A dívida pública dos Estados Unidos superou o tamanho da economia do país e já ultrapassa US$ 31 trilhões, segundo dados recentes do Bureau of Economic Analysis (BEA). De acordo com a estimativa preliminar do Produto Interno Bruto (PIB) para o primeiro trimestre de 2026, o PIB nominal acumulado entre abril de 2025 e março de 2026 somou US$ 31,22 trilhões, enquanto a dívida em poder do público atingiu US$ 31,27 trilhões, o equivalente a 100,2% do PIB.

Patamar acima da média histórica

O nível atual está bem acima da média histórica, conforme alerta o Committee for a Responsible Federal Budget (CRFB). Fora um breve período no início da pandemia de Covid-19, quando o PIB caiu temporariamente, a dívida só havia superado o tamanho da economia por dois anos, no fim da Segunda Guerra Mundial. Nas duas décadas seguintes, essa relação recuou para cerca de 34%.

Projeções e dinâmica fiscal

As projeções indicam que a trajetória de endividamento deve continuar ascendente. Segundo o CRFB, a dívida pode alcançar 125% do PIB até 2036. Uma reportagem do The Wall Street Journal destaca que o déficit estrutural persiste, com o governo federal gastando cerca de US$ 1,33 para cada US$ 1 arrecadado, o que sustenta a tendência de aumento do estoque de dívida.

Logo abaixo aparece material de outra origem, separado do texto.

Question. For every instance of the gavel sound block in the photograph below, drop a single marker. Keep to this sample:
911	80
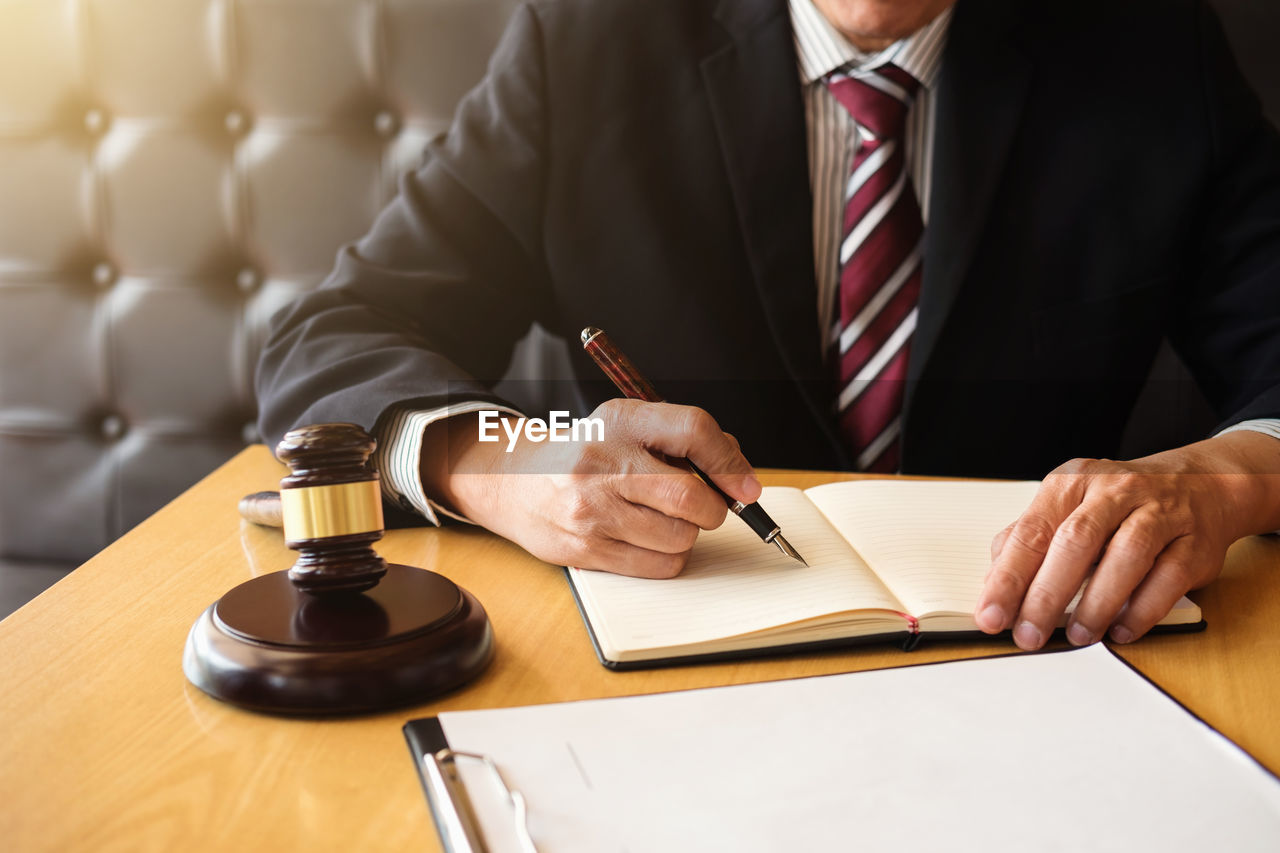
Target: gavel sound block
342	632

O que é a dívida em poder do público

A métrica citada refere-se à dívida em poder do público, composta principalmente por títulos do Tesouro detidos por investidores domésticos e estrangeiros e por instituições, e exclui ativos mantidos em fundos governamentais. Trata-se do indicador mais acompanhado para avaliar a sustentabilidade fiscal relativa ao tamanho da economia.

Avaliação de especialistas

Para Maya MacGuineas, presidente do CRFB, o cenário é preocupante. A entidade ressalta que a relação dívida/PIB se encontra em nível elevado em termos históricos e que a dinâmica fiscal corrente, marcada por desequilíbrios entre receitas e despesas, pressiona a trajetória de endividamento.

Próximos passos

Os novos números do BEA serão acompanhados por revisões nas próximas leituras do PIB. Enquanto isso, o debate fiscal deve permanecer no centro da agenda econômica, com atenção às medidas de arrecadação e contenção de gastos que possam alterar a trajetória projetada da dívida em relação ao PIB. Para investidores e analistas, a evolução dessa métrica seguirá como referência-chave para risco fiscal e condições financeiras nos Estados Unidos.